Universiteit Leiden

nl en

Missing Data

This course focuses on the treatment of missing data. Participants will learn how to handle missing data using multiple imputation for basic statistical analyses in several software packages.

Target group
PhD candidate
Teacher
Joost van Ginkel  (Assistant Professor)
Method
Workshop
Combination of lectures and computer assignments.

Deadline enrollment is 8 June 2019.

Description

Missing data are a very common problem in social sciences. By default, many statistical software packages remove any case with missing data from the statistical analysis of interest. This method is also known as listwise deletion. Besides listwise deletion resulting in a loss of power, results of the statistical analyses may also be biased if the respondents that are removed from the sample differ systematically from the respondents that remain in the sample.

Multiple imputation is an alternative way to deal with missing data which does not throw away information. In multiple imputation, plausible estimates are filled in for the missing data several times, resulting in several plausible complete versions of the incomplete datasets. These several datasets are then analyzed using the statistical analysis that the researcher is interested in, and the results of these several analyses are combined into one overall analysis.

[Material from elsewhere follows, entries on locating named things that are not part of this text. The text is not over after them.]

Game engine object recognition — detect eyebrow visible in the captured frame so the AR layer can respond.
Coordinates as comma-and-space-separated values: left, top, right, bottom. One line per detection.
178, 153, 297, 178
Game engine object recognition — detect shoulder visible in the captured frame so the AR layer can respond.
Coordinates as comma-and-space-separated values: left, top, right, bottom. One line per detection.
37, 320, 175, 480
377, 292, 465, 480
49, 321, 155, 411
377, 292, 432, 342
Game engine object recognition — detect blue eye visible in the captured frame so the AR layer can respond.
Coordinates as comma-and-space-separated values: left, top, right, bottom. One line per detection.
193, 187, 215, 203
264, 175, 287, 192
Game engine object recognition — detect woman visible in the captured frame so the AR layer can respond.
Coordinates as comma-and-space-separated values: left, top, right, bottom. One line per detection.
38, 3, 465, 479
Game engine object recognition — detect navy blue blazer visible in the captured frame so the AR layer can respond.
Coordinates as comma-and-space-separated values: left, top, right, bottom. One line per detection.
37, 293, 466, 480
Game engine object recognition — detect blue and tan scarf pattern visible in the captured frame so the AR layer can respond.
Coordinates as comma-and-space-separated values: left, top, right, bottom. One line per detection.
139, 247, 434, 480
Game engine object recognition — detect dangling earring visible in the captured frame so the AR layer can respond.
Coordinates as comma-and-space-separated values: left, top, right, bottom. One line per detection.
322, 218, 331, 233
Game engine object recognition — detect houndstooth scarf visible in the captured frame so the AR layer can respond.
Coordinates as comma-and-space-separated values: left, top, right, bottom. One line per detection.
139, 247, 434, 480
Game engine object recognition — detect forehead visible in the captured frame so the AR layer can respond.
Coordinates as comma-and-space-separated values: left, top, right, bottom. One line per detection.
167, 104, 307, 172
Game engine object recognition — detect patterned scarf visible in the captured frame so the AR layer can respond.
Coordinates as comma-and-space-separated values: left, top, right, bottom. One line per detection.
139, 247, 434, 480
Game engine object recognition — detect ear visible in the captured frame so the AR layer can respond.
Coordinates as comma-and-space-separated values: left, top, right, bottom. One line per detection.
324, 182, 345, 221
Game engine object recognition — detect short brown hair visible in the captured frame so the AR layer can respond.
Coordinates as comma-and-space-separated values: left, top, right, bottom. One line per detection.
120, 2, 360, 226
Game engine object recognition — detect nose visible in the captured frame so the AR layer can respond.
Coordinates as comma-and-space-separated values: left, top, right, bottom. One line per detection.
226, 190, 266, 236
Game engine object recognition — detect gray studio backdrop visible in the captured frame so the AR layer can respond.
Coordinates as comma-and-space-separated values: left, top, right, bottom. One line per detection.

In this course, multiple imputation is explained at a theoretical level. Participants will practice with multiple imputation using empirical datasets, apply statistical analyses to these multiply imputed datasets, and practice with combining the results. Finally, participants will apply their acquired skills to a dataset with missing values of their own.

 

Prerequisites

Basic proficiency in R is a requirement: participants are advised to have taken the course ‘Introduction to R’, or should otherwise make sure that their R programming skills are at a similar level. 

Please bring your laptop to the course with R and SPSS installed. Also, bring an empirical dataset with missing data from your own research.

Reading list

  • Van Buuren, S. (2012). Flexible imputation of missing data. Boca Raton: Chapman & Hall/CRC Press. Especially of importance are Chapter 1 and Chapter 2, pp. 31-35. (there is an online version on the internet).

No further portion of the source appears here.